Sole proprietorship/sole tradership
In a sole proprietorship, the business is owned and controlled by one individual. The sole proprietor is not considered a corporate entity, and therefore pays taxes and debts personally.
A sole trader entity is the easiest to set up and operate. The sole trader keeps full control over their assets and business decisions, with minimal reporting requirements. Losses incurred can be offset against the sole trader’s income, and the sole trader can use their individual tax file number (TFN) to lodge tax returns. It is easy to adjust your business structure from a sole tradership should you wish to expand or, conversely, choose to close your business.
The disadvantage of a sole tradership is that you must accept unlimited liability; risking all of your personal assets, and that there is limited opportunity for tax planning.
Income and losses are declared in the sole trader’s personal income tax return, and taxed at an individual rate. Should your annual turnover exceed $75,000, you will need to register your business for goods and services tax (GST).
A partnership is the same as a sole proprietorship, only with two or more individuals at the helm. Each partner files their own taxes for their share of the profits, and costs, debts and losses are shared by each partner.
A partnership is easy to establish, and has minimal requirements when it comes to reporting. Business tax losses can sometimes be offset against the personal income of a partner. Partners are not employees, so workers’ compensation insurance and superannuation contributions aren’t mandatory.
Personal liability is unlimited for each partner, and it’s important when entering a partnership to sign a formal agreement that outlines each partner’s responsibilities and authority, each partner’s financial investment, and the procedures you’d undertake to resolve disputes or end the partnership.
Without an agreement in place, each partner will own equal shares of each asset.
Partnerships do not pay tax on income, rather each partner pays tax on their share of the net income.
A company is a legal entity that is separate from its owners – meaning owners are not typically personally liable for the debts of the business. Registered companies require at least one director, who is responsible for managing the company’s operations.

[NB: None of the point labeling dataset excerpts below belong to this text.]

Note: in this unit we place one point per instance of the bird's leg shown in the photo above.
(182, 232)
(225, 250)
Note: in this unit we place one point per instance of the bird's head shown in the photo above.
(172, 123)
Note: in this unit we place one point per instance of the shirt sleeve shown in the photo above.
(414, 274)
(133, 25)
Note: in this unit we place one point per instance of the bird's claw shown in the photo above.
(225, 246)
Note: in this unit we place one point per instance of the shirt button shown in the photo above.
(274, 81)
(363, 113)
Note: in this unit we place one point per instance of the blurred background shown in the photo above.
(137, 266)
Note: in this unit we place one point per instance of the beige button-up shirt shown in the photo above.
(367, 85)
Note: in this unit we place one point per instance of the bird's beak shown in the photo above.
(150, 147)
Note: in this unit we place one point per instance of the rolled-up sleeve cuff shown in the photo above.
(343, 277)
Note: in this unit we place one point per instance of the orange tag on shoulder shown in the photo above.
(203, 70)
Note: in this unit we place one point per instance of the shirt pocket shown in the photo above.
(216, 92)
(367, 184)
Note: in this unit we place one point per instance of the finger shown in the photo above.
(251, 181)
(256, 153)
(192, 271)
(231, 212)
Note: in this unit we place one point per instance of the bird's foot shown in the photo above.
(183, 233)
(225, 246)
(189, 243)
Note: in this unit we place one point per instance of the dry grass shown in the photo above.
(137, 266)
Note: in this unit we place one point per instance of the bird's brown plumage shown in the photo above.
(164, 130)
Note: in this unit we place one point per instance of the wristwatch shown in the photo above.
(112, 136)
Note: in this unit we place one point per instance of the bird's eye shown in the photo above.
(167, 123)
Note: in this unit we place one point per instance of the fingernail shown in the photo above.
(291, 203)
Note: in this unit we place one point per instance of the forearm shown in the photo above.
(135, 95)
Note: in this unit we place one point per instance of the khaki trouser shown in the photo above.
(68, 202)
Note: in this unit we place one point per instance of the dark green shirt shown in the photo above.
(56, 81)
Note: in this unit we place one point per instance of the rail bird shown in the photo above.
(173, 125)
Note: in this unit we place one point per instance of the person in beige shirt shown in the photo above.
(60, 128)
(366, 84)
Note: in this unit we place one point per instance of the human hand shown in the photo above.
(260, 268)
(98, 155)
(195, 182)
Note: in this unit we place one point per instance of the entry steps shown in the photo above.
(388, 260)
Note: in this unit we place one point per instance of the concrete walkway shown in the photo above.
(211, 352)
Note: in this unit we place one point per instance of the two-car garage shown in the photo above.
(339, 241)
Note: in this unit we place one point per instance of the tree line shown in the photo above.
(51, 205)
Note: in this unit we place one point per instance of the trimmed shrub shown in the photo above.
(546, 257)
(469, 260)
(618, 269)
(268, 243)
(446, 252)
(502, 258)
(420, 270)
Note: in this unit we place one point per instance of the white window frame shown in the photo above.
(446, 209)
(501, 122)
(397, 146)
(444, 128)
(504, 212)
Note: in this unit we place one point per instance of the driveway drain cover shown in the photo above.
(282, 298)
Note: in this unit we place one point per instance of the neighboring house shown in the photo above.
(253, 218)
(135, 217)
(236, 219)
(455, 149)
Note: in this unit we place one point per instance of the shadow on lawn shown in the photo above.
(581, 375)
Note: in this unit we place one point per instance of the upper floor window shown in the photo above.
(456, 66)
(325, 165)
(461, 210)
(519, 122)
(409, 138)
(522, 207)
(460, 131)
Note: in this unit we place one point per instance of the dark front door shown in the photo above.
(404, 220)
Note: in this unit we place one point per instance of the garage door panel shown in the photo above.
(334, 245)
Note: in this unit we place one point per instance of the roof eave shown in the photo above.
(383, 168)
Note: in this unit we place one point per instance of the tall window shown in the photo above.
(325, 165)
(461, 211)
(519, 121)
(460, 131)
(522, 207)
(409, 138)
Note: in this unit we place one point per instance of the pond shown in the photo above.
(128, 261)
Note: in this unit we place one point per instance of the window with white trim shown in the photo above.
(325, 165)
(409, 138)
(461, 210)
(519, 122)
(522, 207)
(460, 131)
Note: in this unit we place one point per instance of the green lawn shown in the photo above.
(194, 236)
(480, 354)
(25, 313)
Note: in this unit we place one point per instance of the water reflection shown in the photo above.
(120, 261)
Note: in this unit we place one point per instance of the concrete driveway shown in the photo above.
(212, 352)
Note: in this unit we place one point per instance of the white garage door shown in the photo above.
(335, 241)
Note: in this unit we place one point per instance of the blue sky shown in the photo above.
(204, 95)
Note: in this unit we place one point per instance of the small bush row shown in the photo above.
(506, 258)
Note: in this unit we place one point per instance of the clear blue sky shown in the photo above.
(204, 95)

Companies are advantageous as shareholders have limited liability. Companies are able to carry forward losses indefinitely to offset future profits, and it’s easy to sell or transfer ownership of a company. Profits of a company can be easily reinvested or distributed to shareholders as dividends.
On the other hand, companies are costly to set up and maintain, and require regular, complex reporting. Losses of a company cannot be distributed to shareholders.
Companies pay income tax on profits at the company tax rate. Tax is paid on every dollar earned, with no tax-free threshold.
A trust is an entity that carries out business and holds property or income on behalf of and in benefit of others. An individual or company can be a trustee, and a trustee is liable by law for the debts of the trust and may use the trust’s assets against those debts.
Assets of a trustee are protected, and asset and income distribution amongst trustees is flexible. Trusts are, however, expensive and complicated to establish, and difficult to dissolve. Any profits that are retained to be reinvested in the business are subject to penalty tax rates. Only profits can be distributed in a trust, not losses.
Trustees must lodge an annual trust return and apply for a tax file number (TFN). The trust isn’t liable to pay tax. Tax is assessed to the trustee or to the beneficiaries receiving the trust net income.
What are small business entity concessions?
Small businesses in Australia are entitled to small business entity concessions should they meet certain requirements. To be eligible, you must be a sole trader, partnership, company or trust that operates for all or part of the income year and has a turnover of less than $10 million. From July 2021, small businesses with turnover above $10 million but below $50 million may be eligible for certain concessions.
As a small business entity, ATO will offer access to concessions like simplified trading stock rules, PAYG instalment concessions, two-year amendment periods, and excise concessions.